1946 train crash to be memorialized in Naperville sculpture
The 45 people who died almost seven decades ago in a tragic train crash in Naperville will be memorialized next spring as a public art group unveils a sculpture by a railroad subcontractor and a native of the city.
“Tragedy to Triumph” is the name of the sculpture Paul Kuhn of Naperville is creating to honor victims of the crash that shook the community on April 25, 1946, when two trains collided just east of the railroad station.
For all of the pain it caused, the crash ultimately did much to improve railroad safety, leading the Burlington Railroad to separate departure times of trains traveling on the same track by at least 15 minutes and prompting signal systems nationwide to add a flashing yellow light to give engineers more time to stop.
But the memorial Kuhn is creating will be the first to pay respects to the lives lost in the crash.
“People coming together to help each other is really what I want to focus on,” Kuhn said about his sculpture, which will be formed entirely from recycled railroad parts — melted rail spikes and old train wheels, things he has obtained through his work as a subcontractor for a railroad company.
Naperville Century Walk, a nonprofit organization that has placed 44 pieces of art in public locations since 1996, is commissioning Kuhn's $60,000 sculpture in an effort Chairman Brand Bobosky said was motivated by a book about the crash.
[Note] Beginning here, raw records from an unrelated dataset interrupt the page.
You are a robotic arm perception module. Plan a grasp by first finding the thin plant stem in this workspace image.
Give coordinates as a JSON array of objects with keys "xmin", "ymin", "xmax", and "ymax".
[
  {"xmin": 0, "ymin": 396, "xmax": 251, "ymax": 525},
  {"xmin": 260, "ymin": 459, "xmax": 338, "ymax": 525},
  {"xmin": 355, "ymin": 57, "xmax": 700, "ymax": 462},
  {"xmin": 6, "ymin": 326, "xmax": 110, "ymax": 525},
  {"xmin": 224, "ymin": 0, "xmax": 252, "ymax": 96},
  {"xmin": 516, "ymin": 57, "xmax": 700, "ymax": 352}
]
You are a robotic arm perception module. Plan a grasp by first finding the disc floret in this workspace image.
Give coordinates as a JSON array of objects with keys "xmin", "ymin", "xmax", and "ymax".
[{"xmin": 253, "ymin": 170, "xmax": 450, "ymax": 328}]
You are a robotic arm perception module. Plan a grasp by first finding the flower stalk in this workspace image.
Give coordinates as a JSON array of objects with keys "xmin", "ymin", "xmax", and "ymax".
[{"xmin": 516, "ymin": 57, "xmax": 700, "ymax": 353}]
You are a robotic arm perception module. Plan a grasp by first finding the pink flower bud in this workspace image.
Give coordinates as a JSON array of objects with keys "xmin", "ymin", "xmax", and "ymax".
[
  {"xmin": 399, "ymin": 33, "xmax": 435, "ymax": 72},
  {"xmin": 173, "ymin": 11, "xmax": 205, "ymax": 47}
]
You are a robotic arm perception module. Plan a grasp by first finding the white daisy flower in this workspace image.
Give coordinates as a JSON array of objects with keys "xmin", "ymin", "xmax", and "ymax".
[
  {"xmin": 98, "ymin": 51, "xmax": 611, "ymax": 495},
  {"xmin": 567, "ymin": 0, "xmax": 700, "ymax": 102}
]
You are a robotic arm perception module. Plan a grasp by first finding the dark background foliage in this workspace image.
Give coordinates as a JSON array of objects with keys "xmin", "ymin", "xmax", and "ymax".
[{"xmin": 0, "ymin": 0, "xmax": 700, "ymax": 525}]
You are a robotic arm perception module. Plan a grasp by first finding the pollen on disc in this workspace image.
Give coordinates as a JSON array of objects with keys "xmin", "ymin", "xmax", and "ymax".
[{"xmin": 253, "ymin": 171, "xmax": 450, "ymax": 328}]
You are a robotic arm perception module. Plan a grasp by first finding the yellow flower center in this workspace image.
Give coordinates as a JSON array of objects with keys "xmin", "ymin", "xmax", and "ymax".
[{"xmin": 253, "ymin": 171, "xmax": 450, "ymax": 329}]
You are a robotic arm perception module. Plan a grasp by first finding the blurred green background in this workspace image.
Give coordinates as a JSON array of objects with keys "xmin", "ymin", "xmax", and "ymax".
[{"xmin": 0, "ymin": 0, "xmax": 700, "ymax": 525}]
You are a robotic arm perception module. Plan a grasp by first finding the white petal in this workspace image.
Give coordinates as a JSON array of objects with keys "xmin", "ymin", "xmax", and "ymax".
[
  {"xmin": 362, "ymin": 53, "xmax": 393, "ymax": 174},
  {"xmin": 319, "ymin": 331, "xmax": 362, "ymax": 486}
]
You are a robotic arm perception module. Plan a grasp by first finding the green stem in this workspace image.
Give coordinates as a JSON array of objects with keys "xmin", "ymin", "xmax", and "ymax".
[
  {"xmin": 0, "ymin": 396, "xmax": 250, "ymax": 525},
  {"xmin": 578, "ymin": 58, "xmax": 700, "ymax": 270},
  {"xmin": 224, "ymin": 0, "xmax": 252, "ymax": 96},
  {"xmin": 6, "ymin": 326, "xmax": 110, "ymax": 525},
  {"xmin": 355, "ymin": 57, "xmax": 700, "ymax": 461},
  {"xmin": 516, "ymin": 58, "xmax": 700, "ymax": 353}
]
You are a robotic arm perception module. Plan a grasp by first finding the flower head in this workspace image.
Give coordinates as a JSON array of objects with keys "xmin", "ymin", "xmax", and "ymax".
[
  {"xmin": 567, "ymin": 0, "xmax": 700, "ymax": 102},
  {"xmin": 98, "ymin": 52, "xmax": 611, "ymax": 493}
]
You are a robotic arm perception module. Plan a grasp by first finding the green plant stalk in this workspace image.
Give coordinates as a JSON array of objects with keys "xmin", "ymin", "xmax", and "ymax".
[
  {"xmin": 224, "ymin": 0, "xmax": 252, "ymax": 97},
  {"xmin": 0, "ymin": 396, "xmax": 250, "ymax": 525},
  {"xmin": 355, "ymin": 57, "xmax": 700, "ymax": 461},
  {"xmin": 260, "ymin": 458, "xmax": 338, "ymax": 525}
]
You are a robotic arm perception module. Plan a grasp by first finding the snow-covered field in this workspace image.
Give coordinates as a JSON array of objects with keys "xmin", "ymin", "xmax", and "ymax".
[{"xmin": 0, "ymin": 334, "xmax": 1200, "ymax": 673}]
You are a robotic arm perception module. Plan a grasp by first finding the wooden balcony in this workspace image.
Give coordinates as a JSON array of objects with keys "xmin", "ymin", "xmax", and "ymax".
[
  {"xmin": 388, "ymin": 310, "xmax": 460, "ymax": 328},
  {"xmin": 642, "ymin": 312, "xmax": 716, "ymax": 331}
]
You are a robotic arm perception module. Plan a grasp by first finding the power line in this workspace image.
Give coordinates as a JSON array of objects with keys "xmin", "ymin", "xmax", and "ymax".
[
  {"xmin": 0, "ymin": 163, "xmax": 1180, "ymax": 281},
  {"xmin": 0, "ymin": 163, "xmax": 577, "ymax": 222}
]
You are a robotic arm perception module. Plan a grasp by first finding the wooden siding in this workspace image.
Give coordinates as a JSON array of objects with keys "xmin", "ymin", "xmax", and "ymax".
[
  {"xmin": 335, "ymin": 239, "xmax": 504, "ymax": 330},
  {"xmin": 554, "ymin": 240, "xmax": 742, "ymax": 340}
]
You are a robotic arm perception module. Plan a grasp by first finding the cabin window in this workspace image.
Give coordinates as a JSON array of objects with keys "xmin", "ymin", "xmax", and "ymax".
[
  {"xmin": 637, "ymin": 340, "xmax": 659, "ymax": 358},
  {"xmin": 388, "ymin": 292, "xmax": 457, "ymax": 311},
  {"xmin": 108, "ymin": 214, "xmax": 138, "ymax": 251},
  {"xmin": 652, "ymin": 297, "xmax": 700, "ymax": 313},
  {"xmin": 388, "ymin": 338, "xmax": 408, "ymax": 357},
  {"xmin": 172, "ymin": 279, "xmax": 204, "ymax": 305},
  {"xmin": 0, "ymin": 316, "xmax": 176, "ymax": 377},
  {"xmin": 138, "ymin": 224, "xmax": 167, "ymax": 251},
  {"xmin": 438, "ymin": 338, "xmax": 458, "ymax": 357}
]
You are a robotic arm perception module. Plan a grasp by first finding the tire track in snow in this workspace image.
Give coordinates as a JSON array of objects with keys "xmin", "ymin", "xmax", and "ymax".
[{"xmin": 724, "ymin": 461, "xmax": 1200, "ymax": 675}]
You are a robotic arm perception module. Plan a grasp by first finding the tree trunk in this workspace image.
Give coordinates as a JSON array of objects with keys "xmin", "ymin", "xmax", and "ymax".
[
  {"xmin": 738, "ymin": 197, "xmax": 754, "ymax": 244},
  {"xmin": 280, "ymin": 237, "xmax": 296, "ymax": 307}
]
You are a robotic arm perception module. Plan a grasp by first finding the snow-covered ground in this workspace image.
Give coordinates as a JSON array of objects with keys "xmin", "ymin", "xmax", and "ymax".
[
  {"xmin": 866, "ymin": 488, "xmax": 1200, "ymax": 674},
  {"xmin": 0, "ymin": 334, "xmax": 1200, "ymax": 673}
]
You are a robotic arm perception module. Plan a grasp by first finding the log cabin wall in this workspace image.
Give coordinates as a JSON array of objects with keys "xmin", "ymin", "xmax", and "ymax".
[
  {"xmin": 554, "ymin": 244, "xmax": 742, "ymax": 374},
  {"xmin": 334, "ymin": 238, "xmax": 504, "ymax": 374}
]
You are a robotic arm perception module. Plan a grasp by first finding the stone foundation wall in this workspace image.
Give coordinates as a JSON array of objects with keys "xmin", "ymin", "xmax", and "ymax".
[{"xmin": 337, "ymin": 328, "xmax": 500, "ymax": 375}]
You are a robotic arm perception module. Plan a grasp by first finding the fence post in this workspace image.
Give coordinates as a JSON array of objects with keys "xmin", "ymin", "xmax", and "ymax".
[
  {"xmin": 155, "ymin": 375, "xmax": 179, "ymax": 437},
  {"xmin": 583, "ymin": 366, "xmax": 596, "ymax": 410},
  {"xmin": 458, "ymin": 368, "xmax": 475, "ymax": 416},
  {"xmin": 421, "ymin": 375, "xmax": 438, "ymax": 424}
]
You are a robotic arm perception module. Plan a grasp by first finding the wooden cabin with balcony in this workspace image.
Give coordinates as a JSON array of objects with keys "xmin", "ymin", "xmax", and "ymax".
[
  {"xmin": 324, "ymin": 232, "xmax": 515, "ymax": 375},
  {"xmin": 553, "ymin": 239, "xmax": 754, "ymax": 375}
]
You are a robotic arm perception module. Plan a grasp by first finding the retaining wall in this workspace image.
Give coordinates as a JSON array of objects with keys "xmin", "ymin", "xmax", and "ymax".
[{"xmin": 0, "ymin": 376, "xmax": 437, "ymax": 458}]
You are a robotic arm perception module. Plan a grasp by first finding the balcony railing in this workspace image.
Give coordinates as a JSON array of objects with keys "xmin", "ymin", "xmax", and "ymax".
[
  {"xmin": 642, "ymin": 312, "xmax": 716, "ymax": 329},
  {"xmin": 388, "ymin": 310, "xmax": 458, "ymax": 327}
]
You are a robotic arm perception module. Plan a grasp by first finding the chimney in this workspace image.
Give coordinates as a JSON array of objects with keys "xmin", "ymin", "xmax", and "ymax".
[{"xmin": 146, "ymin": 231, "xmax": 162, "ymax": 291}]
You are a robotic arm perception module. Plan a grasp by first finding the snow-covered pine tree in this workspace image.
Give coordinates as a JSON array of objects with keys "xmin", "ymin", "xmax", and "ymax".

“We think it's right to remember this event and the people who perished,” Bobosky said.
The book “The Tragedy at the Loomis Street Crossing,” was released last year, the product of five years of research on the crash victims, survivors, stories and circumstances by Chuck Spinner, a Naperville native who was born shortly after the 1946 accident. Spinner, who now lives in New York, said he felt compelled to research and write about the crash's history once he retired from a teaching career.
“These were people whose lives were taken much too early,” Spinner said of the 45 passengers killed when one westbound train leaving Chicago rear-ended another that had stopped because of concerns with its undercarriage. “It's nice to commemorate their lives and what they had achieved and sort of the spirit they brought to others.”
Bobosky said Spinner's local presentations about the book last year brought the crash back to the minds of several prominent residents, who then began meeting as the “train wreck committee” to develop plans for a memorial.
The committee accepted Kuhn's proposal in November and he now is working full-time on completing it before the scheduled dedication date of April 26, 2014 — one day after the 68th anniversary of the crash. The weekend scheduling should allow more people from out of town, such as relatives of those who died in the crash, to attend the ceremony, Bobosky said.
“Tragedy to Triumph” will be located at the far eastern edge of the platform at what now is Naperville's downtown Metra station at 101 E. 4th Ave. It will show two men on either side of a woman injured in the crash, helping her walk with her arms over their shoulders in the “human crutch” position. Train wheels will be scattered around the three human figures and a plaque will list the names of those who died.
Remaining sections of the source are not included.